Sometimes, app creators would like to share app authoring with other team members. With basic team collaboration, app creators may enable app view or edit rights for other team members. The app creator remains the app owner and may grant or remove access rights for others. View App Collaborators may view the app definition and the supporting spreadsheets, while Edit App Collaborators may edit the app definition and the supporting spreadsheets.
Please be aware that it is wise to have only one user edit an app at any point in time.
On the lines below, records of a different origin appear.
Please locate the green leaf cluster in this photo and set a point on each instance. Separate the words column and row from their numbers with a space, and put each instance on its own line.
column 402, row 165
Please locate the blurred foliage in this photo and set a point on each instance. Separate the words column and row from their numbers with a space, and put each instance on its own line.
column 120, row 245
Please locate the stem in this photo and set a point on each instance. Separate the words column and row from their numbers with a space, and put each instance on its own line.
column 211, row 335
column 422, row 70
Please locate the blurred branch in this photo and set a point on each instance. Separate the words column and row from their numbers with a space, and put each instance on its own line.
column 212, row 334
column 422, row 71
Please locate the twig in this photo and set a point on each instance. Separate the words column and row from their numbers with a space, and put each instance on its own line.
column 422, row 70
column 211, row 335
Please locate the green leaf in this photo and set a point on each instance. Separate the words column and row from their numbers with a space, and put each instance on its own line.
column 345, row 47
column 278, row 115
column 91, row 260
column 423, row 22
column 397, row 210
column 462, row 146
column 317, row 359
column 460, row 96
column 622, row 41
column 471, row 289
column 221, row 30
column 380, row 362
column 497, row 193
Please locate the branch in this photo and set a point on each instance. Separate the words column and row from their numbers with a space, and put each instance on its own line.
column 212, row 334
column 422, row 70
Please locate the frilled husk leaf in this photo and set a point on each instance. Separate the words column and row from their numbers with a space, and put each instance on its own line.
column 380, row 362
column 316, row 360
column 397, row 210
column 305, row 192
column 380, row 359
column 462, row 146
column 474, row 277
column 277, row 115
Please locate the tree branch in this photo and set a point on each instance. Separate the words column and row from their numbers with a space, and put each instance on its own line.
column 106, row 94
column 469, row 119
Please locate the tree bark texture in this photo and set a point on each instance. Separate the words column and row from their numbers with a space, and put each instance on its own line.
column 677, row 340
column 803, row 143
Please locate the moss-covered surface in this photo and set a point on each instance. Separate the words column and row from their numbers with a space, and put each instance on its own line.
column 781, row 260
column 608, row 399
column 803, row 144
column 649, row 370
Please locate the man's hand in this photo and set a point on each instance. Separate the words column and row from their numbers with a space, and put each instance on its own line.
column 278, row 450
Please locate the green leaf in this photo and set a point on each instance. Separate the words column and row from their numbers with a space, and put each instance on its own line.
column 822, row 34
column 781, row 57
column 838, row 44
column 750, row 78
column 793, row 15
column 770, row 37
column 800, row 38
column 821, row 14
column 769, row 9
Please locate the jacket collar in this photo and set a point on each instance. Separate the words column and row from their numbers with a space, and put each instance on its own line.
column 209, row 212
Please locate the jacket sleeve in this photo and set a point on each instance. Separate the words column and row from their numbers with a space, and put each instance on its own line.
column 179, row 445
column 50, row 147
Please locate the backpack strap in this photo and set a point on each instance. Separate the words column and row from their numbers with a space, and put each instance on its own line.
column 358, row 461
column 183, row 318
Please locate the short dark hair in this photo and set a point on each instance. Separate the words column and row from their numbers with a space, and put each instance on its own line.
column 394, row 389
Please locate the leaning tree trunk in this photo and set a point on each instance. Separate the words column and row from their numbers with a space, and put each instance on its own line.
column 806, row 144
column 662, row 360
If two users are editing the same app at the same time, attempts to save conflicting edits will fail. App Editors are not notified if there is another editor changing the app.
1. Click on Share, enter the email addresses of your collaborators, click More Settings, and turn on Add as co-authors. Then click Add Users + Send Invite to confirm them as co-authors.
2. Once added, you may choose to either allow your collaborators to edit or view the app definition. The default selection is "Can Edit Definition."
Note: Collaboration rights apps will be displayed in the My Apps section, but are currently indistinguishable from owned apps. In addition, neither the app owner's name nor the specific right (view or edit) is displayed.
Collaboration and Data Security
While an app creator may invite another user to participate in editing a shared app (a co-author), there are some restrictions on what the co-author can do, especially when it comes to adding new tables to the app. There are three possible table sources thata co-author _might_ choose from. Only one of these three is allowed, as explained here.
- From the original author's cloud file system (NOT ALLOWED).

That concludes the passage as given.